I'm glad you take advantage of the privilege. It is a beautiful lifestyle that is simply not a reality for our family. Some families, like ours, do not have that option because of special needs children. There have been many times when we have all experienced the heartache of missing out on family time because of chronic illness. Whether it be long wearying hospital admissions, or physical inability, it doesn't ease the strain. We even fought our medical team for months because a particular ailment was keeping one of our children housebound--and they refused to change the fixable problem in a timely manner. It was a very difficult time in our lives, simply because we couldn't do anything as a family--especially church, which is our life.

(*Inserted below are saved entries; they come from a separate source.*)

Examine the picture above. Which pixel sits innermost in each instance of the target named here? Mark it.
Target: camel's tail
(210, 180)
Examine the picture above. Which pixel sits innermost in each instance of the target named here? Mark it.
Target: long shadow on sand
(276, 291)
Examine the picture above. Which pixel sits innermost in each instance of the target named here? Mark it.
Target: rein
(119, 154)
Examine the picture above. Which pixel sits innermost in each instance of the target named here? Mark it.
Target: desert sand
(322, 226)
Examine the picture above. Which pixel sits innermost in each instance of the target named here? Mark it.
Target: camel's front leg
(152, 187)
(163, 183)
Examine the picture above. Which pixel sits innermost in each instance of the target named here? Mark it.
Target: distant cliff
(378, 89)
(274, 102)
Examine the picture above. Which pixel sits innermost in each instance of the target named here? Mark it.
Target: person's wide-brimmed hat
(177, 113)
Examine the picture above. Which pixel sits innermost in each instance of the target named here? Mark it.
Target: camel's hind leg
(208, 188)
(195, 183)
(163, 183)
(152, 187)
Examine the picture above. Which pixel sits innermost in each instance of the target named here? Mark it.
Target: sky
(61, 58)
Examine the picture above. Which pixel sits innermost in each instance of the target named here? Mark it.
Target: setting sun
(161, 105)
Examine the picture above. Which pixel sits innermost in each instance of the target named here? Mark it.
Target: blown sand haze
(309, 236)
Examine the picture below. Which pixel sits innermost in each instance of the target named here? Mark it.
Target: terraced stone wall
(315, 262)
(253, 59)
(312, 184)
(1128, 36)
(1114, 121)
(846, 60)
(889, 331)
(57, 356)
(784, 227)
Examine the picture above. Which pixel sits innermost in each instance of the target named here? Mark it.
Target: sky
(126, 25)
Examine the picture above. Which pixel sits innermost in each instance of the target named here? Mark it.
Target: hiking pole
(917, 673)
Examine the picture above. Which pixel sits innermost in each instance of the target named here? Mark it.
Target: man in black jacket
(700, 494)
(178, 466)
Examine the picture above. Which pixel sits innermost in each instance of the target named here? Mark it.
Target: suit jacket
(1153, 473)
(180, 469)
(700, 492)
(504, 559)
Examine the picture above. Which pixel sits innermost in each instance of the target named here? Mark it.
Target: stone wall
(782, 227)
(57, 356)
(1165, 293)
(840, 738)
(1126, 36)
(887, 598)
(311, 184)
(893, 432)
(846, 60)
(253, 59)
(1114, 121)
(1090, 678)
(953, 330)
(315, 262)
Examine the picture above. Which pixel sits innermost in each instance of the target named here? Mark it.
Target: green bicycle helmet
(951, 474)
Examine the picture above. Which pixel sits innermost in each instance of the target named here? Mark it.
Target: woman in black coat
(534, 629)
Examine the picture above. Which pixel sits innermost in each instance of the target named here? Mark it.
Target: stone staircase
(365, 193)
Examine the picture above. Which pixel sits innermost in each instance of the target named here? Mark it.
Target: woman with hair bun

I hope everyone is mindful that sometimes those who DON'T go out together, simply CAN'T. It is not a reflection on their willingness....I know this lesson all too well :(

Pink Slippers said...

Kelly-
I really do feel for you and your family's situation. My post wasn't to tell others they were wrong--just to express what 'we' do. I'm sorry if you took it that way.

Unknown said...

I TOTALLY agree with you... too many people treat their children like burdens instead of like gifts from God. I take my children everywhere too... (but then I only have two. I can't IMAGINE nine...)

Dusty (To the Moon and Back) said...

I only have three children, but we do the same thing. A couple of years ago, a friend of mine was in disbelief that we took our children with us on our daytrip for our anniversary. :) We didn't have children to leave them behind!

Denise said...

Your children are so cute.

Kate said...

AMEN! I remember when our oldest had gone for a year to travel with missionaries, we were all lined up to go to the library. We all sort of stopped at the door and looked around - we felt lost. Someone said what we were all thinking, "We just don't have enough children!"

Thanks for linking up this sweet post today!

Esther said...

wow! that's amazing. we just have one and it's hard to get out the door. but i can totally understand why you make that choice. it is for real that they'll all be gone with their own spouses one day and you might be lonely. a friend of mine said recently (after finding out about her slightly surprising fifth pregnancY), "i feel like i'm never going to be alone again!!" and our share group leader said to her (after raising 7 children and having five of them in college or married) , "oh you will be, don't worry!" it really struck me how true this is.

i'm here from jami's blog and am a new follower. i can't wait until my family looks like yours. i'm expecting my 2nd right now but in reality, i can't wait for a few years from now when we'll be expecting a much higher number. i've always craved a large family.